Python ray tune unable to stop trial or experiment

Hello everyone,

I am trying to make ray tune with wandb stop the experiment under certain conditions. Ray tune just runs indefinitly, not honoring any of my stopping conditions. :frowning:

I am using ray 1.10.0

  • stop all experiment if any trial raises an Exception (so i can fix the code and resume)
  • stop if my score gets -999
  • stop if the variable varcannotbezero gets 0

The following things i tried all failed in achieving desired behavior:

  • stop={“score”:-999,“varcannotbezero”:0}
  • max_failures=0
  • defining a Stoper class did also not work
class RayStopper(Stopper):
    def __init__(self):
        self._start = time.time()
        #self._deadline = 300
    def __call__(self, trial_id, result):
        self.score=result["score"]
        self.varcannotbezero=result["varcannotbezero"]
        return False
    def stop_all(self):
        if self.score==-999 or self.varcannotbezero==0:
            return True
        else:
            return False

Ray tune just continues to run

    wandb_project="ABC"
    wandb_api_key="KEY"
    ray.init(configure_logging=False)

    if current_best_params is None:
        algo = HyperOptSearch()
    else:
        algo = HyperOptSearch(points_to_evaluate=current_best_params,n_initial_points=n_initial_points)
    algo = ConcurrencyLimiter(algo, max_concurrent=1)

    scheduler = AsyncHyperBandScheduler()
    analysis = tune.run(
        tune_obj,
        name="Name",
        resources_per_trial={"cpu": 1},
        search_alg=algo,
        scheduler=scheduler,
        metric="score",
        mode="max",
        num_samples=10,
        stop={"score":-999,"varcannotbezero":0},
        max_failures=0,
        config=config,
        callbacks=[WandbLoggerCallback(project=wandb_project,entity="mycompany",api_key=wandb_api_key,log_config=True)],
        local_dir=local_dir,
        resume="AUTO",
        verbose=0
    )

Hey @wfskmoney, the args you have set for tune.run looks good to me.

Which stopping criteria is being met, but not. being honored? Do you also see the same behavior if you don’t have resume set?

Do you also mind sharing your training function, and the most recent stdout?

my optimization functions calls a script in the background, i am wrapping tune around it.

@amogkam : I tried raising Errors inside of myscript() and inside of tune_obj, but neither stops the experiment

def evaluation_fn(config):
    paramDict={k:v for k,v in config.items() if k.startswith("HP_")}
    Trial=str(uuid.uuid4().int>>64)[0:16]
    # run script
    Result=myscript(Project,Trial,local_dir,window)
    return Result, Trial

def tune_obj(config,checkpoint_dir=checkpoint_dir):
    Result, Trial = evaluation_fn(config)
    if len(Result)==0:
        tune.report(score=-999.0,Backtest=Backtest,varcannotbezero=0)
        raise TuneError("ERROR: Result empty")
        # raise Exception("ERROR: Result empty")
    else:
        Result={f"Lower{k}":v[0] for k,v in Result.items()}
        tune.report(score=Result['score'],varcannotbezero=1,**Result)

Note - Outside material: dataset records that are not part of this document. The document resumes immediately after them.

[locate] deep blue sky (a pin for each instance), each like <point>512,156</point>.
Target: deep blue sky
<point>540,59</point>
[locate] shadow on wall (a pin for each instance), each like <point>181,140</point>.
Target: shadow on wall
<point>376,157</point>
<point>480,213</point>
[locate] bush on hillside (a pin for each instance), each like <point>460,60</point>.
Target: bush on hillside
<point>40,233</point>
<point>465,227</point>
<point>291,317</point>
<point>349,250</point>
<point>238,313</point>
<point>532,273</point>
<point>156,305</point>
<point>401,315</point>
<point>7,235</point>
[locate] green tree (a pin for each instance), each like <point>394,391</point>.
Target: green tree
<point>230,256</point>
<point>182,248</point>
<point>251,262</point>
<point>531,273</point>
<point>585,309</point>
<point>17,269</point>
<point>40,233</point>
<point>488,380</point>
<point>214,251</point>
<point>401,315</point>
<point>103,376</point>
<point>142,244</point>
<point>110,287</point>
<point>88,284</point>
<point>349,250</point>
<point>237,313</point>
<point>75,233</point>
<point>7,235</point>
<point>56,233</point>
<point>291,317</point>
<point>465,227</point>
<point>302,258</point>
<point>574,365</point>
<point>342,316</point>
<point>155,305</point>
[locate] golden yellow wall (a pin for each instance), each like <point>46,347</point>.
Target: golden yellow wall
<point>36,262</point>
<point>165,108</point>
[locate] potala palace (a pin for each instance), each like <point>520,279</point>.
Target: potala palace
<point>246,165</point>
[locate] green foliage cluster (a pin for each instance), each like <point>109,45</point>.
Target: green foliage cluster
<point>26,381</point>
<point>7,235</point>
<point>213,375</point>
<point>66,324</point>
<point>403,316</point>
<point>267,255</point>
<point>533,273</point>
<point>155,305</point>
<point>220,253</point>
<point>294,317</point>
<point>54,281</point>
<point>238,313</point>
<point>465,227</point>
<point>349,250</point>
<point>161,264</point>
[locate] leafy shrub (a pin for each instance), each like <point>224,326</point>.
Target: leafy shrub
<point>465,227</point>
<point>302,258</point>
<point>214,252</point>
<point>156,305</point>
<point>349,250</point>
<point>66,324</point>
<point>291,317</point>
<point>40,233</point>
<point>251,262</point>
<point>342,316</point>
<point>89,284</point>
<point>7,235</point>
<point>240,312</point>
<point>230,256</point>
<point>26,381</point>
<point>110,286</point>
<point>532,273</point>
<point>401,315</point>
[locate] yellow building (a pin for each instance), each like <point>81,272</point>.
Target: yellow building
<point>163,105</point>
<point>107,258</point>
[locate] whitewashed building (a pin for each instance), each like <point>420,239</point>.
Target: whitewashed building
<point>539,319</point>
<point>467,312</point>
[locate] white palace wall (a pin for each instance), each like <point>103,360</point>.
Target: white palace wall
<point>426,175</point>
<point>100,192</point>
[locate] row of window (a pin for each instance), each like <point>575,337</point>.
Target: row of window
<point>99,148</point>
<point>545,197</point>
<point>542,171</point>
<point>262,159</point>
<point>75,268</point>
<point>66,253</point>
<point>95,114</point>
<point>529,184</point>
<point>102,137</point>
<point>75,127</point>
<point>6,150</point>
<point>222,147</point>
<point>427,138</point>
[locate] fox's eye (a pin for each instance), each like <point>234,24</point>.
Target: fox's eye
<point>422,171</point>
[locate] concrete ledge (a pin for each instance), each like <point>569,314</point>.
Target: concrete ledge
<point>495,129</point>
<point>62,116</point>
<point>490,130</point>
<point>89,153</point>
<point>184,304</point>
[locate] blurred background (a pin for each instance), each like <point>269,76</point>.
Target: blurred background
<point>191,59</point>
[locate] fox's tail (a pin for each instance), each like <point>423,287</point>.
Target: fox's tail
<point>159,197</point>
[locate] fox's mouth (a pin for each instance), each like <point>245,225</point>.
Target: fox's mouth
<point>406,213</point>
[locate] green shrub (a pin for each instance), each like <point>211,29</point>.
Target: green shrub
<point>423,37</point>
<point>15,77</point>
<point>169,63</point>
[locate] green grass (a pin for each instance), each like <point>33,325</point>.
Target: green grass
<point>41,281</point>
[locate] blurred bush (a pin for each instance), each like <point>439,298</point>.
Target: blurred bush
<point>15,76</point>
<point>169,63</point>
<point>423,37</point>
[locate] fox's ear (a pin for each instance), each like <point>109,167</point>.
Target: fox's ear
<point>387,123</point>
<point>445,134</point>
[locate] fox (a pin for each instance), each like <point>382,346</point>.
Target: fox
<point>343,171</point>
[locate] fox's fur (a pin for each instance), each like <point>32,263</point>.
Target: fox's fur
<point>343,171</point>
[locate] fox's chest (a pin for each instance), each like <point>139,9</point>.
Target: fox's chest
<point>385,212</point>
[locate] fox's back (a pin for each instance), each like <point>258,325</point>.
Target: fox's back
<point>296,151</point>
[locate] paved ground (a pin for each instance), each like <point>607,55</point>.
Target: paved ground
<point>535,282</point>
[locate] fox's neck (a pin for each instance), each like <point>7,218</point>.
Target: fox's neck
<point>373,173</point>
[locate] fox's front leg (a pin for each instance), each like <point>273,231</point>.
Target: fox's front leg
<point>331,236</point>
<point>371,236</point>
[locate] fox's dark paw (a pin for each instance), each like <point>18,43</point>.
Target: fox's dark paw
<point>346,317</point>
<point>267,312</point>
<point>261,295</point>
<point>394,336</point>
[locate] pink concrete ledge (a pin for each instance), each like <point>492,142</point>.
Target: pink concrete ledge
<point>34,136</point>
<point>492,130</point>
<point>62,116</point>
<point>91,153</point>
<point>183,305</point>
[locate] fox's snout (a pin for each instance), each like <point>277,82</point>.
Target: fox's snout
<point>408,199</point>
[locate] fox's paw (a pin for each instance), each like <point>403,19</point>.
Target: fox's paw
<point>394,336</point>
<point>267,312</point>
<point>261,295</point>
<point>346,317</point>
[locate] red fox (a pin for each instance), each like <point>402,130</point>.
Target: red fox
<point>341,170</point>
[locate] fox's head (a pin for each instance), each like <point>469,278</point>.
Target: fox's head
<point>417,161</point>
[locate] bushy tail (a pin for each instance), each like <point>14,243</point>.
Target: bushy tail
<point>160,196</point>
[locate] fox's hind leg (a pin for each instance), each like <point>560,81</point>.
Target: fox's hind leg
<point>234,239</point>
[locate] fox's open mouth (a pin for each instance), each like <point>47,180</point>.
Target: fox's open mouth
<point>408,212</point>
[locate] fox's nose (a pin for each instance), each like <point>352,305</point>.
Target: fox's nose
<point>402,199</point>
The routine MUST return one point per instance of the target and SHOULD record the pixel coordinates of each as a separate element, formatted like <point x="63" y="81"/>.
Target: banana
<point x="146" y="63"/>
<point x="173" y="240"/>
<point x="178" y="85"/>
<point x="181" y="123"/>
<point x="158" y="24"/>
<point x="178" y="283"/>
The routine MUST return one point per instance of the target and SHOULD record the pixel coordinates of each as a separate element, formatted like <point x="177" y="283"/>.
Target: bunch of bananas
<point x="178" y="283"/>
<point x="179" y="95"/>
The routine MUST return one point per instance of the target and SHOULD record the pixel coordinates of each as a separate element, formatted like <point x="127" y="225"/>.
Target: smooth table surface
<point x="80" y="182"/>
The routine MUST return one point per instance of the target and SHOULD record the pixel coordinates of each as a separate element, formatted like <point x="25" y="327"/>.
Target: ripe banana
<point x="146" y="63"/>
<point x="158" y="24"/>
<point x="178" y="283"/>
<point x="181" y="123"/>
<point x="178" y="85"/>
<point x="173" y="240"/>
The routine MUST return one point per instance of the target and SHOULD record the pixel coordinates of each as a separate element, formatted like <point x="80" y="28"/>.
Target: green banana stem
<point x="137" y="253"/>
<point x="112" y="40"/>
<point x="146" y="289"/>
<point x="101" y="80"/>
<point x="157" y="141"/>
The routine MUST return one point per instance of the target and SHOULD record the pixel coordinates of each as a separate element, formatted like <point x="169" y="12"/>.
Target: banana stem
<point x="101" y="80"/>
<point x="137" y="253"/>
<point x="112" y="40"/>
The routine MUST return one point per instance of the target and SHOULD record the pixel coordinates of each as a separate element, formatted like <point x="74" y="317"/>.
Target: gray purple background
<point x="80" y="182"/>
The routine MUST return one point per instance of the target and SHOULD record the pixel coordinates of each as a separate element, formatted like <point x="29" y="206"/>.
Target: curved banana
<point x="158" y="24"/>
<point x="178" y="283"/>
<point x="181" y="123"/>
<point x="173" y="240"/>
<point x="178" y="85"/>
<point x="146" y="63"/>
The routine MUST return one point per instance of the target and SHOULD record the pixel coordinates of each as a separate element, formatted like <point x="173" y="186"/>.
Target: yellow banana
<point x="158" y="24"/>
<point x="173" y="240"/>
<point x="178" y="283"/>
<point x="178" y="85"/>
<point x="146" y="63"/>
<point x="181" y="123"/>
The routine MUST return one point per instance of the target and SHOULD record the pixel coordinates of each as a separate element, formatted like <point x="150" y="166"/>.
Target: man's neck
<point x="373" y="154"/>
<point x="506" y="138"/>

@amogkam i got it to work with a Stopper class.

However:

  • after the stop i cannot resume, after having changed/fixed my code
  • ray tune still ignores Exceptions or TuneErrors and just continues
class RayStopper(Stopper):
    def __init__(self):
        self._start = time.time()
        self._qccookie=1
        self._trial_id=""
    def __call__(self, trial_id, result):
        self._trial_id=trial_id
        self._qccookie=result["qccookie"]
        return False
    def stop_all(self):
        secs=int(time.time())
        runtime=secs - self._start
        if secs % 10 == 0:
            print(f"-----------------RayStopper--------------")
            print(f"trial_id={self._trial_id}")
            print(f"qccookie={self._qccookie}")
        if self._qccookie==0:
            return True
        else:
            return False

hello @amogkam, just wondering if you know how I can resume an experiment after it met the Stopper conditions.

Ideally i want it to stop, then expect my experiment, but then be able to continue from the stopping point, so that the hyperopt optimizer doesnt start from 0.

I tried to manually delete the tune_obj_e65e1e75 folder with the stopped trial, but when i resume the experiment, it just says “finished”

Glad you got the Stopper working!

Can you try doing this:

  • Inside your training function, if any of the stopping criteria is met, then raise an error.
  • Specify fail_fast=True in tune.run. This will stop the entire experiment when any trial raises an error (and therefore when any trial reaches the stopping condition).
  • Then you can resume the experiment since it would be in an error state and not have finished yet.

Would this work for your use case?